Although he seemed to recite this story tranquilly enough, I observed the tears start to his eyes as he concluded. This adventure struck me as being not less singular than it was affecting. "I do not press you," said I to him, "to make me the confidant of your secrets; but if I can be of use to you in any way, I gladly tender you my services." "Alas!" replied he, "I see not the slightest ray of hope. I must reconcile myself to my destiny in all its rigour. I shall go to America: there, at least, I may be free to live with her I love. I have written to a friend, who will send me money to Havre-de-Grace. My only difficulty is to get so far, and to supply that poor creature," added he, as he cast a look of sorrow at his mistress, "with some few comforts upon the way." "Well!" said I to him, "I shall relieve you from that difficulty. Here is some money, of which I entreat your acceptance: I am only sorry that I can be of no greater service to you."

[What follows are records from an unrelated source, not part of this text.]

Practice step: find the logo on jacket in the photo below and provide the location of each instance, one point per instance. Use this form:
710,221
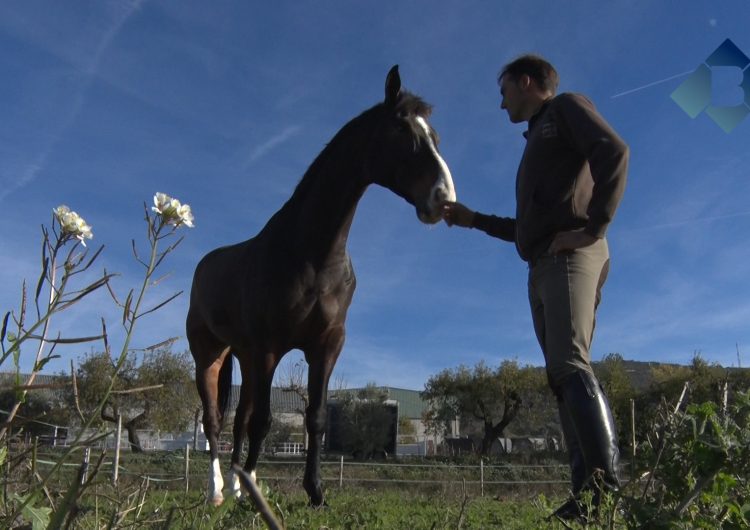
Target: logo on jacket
694,95
549,130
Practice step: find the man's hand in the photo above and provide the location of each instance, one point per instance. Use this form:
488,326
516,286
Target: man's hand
570,241
455,213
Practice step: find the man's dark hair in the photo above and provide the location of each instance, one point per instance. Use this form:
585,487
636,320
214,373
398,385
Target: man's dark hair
536,67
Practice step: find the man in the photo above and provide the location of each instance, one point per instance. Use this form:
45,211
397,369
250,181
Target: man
569,182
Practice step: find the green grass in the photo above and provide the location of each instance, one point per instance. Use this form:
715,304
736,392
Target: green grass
355,508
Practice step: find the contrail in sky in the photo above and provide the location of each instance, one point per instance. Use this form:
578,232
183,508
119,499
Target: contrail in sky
652,84
126,9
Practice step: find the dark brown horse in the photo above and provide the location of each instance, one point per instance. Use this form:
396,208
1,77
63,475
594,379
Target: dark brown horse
290,286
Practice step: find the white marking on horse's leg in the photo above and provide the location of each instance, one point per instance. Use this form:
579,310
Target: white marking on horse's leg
443,190
215,483
235,484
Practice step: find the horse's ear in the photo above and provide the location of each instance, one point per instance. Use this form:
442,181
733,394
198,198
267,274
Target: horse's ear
392,86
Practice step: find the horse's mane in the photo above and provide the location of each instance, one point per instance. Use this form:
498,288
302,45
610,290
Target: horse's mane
348,141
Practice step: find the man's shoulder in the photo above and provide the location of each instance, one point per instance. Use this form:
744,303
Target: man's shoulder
567,99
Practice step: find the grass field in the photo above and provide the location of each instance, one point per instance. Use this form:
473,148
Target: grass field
432,496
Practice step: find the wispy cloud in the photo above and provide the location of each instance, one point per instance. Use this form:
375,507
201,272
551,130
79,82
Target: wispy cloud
654,83
122,11
272,143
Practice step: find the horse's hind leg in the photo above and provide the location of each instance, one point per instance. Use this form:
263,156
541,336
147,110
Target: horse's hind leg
209,357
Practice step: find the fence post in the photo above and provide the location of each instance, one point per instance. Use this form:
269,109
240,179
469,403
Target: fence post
116,468
33,456
187,467
481,475
632,430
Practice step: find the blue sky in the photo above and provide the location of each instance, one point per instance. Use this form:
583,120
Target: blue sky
225,104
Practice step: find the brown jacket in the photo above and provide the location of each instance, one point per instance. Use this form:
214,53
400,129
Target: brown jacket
571,177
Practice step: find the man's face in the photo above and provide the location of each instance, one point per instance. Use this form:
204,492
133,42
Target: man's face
513,98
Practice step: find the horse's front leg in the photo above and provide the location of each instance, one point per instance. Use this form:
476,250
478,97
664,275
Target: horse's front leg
321,364
259,421
242,415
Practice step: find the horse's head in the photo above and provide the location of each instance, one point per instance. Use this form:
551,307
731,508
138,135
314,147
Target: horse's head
404,156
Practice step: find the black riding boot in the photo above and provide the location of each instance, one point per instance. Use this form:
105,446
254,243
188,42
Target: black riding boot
570,509
588,409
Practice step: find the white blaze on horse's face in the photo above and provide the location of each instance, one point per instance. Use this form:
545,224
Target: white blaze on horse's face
443,189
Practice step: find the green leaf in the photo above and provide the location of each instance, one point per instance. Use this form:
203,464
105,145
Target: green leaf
39,517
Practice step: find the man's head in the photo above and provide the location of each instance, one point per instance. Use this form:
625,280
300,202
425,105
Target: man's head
525,84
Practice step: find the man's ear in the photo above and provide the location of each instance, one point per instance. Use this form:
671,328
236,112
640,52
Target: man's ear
524,82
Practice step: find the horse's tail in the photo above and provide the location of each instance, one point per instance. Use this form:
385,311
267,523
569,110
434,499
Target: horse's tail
225,387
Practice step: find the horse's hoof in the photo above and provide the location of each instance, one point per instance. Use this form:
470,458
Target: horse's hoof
217,500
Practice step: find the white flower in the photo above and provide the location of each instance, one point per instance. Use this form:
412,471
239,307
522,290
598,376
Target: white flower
72,224
172,211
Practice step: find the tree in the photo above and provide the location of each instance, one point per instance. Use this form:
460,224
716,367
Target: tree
159,393
491,397
367,426
294,380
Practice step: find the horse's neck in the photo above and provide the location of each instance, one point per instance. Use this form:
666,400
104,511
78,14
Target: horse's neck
318,216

I gave him four louis-d'ors without being perceived by the guards; for I thought that if they knew he had this money, they might have raised the price of their concessions. It occurred to me, even, to come to an understanding with them, in order to secure for the young man the privilege of conversing with his mistress, during the rest of the journey to Havre, without hindrance. I beckoned the chief to approach, and made the proposition to him. It seemed to abash the ruffian, in spite of his habitual effrontery. "It is not, sir," said he, in an embarrassed tone, "that we refuse to let him speak to the girl, but he wishes to be always near her, which puts us to inconvenience; and it is just that we should be paid for the trouble he occasions." "Let us see!" said I to him, "what would suffice to prevent you from feeling the inconvenience?" He had the audacity to demand two louis. I gave them to him on the spot. "But have a care," said I to him, "that we have no foul play: for I shall give the young man my address, in order that he may write to me on his arrival; and be assured that I am not without the power to punish you." It cost me altogether six louis-d'ors.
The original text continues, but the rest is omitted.